Social status denotes a specific place that an individual occupies in a given social system.

Social status is a characteristic of social position, the presence of an internally meaningful side of status means that social status characterizes what rights, duties, privileges, powers are assigned to those who perform this or that function.

The word "status" came to sociology from the Latin language. In ancient Rome, it meant the state, the legal status of a legal entity. However, at the end of the 19th century, scientists gave it a new sound.

Status - social status of a person in society... Social status - generalized characteristiccovering the profession, economic situation, political opportunities, demographic properties of a person. Driver is a profession; a hired worker with an average income - an economic trait; member of the Democratic Party - political profile; a man in his 40s is a demographic property. They all describe the social position of one and the same person, but from different angles.

Although status is almost the most common concept in sociology, a unified interpretation of its nature in this science has not been achieved.

In understanding the status, it developed multiple approaches:

a) stratification - status as prestige or rank in the vertical hierarchy of society;

b) functional - status as a position in the social structure of society, functionally related to other positions;

c) normative-role - identification of status with a role or with norms in the socio-cultural space of society;

d) integrative - uniting into one concept of the status of many social (professional, economic, political, etc.) positions held by an individual.

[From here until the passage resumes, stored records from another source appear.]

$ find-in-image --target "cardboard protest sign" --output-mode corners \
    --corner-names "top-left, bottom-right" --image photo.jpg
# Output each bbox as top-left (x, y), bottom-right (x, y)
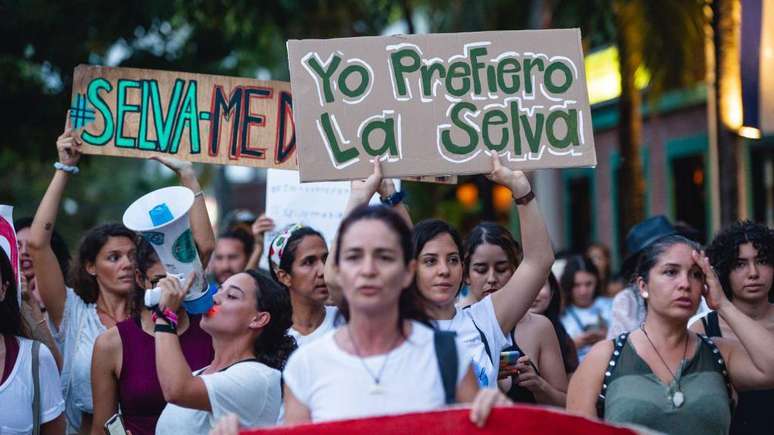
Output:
top-left (288, 29), bottom-right (596, 181)
top-left (68, 65), bottom-right (296, 168)
top-left (240, 406), bottom-right (652, 435)
top-left (260, 169), bottom-right (400, 269)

The normative-role and integrative approaches, apparently, should be recognized as erroneous, and the stratification and functional, presented by R. Linton, N. Smelzer, M. Weber and P. Sorokin, can be combined into one model that has four parametersdescribing the concept of "status":

. Status name (usually consists of one word: man, teenager).

. Determination of status (describes the essence of status and its place in a group or society). Examples of determining the status: a lawyer is a person whose profession is to provide legal assistance to citizens and organizations, to protect their interests in court; shareholder - physical or entityholding shares of this joint stock company.

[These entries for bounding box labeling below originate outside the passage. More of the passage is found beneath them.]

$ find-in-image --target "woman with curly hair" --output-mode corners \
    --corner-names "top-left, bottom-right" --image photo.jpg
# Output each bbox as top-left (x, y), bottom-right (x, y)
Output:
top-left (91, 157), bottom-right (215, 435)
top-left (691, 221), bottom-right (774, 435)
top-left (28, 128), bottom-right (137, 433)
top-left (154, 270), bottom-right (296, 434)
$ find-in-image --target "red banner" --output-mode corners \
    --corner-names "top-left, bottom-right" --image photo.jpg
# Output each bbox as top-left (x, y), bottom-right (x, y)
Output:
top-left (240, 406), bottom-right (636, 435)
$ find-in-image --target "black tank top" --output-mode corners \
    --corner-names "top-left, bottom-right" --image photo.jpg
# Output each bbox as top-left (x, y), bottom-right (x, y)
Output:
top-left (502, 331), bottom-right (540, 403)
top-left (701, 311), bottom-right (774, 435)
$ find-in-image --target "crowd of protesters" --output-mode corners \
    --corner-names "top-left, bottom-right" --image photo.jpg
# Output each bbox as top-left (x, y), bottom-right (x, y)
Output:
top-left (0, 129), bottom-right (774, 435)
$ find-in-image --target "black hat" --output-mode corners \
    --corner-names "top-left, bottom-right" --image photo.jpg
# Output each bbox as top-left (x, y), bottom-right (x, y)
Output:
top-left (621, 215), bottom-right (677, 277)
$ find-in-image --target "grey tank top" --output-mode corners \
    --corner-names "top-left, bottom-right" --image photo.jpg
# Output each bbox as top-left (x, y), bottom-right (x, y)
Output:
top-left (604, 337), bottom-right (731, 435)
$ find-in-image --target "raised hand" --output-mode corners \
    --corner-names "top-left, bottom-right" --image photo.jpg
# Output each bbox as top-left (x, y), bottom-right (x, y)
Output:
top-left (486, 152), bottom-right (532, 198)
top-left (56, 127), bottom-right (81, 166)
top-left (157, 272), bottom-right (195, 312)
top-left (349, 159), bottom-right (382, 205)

. Status rank - the place of this status in the social hierarchy (high, medium, low).

The last status parameter is related to stratification. A place in the hierarchy indicates certain privileges and prestige of a given status. But besides that, also on the degree of prevalence of statuses in society (Fig.).

Figure: The degree of spread of status in society

Thus, summarizing all sorts of points of view on the status problem, one can understand it as compound phenomenon, various aspects which are prestige, rank, set of rights and obligations... But status as a whole describes only one position taken by an individual in the social structure of society.

Each status is assigned certain rights and responsibilities.

Rights and obligations (status content) may be written and unwritten (formal and informal).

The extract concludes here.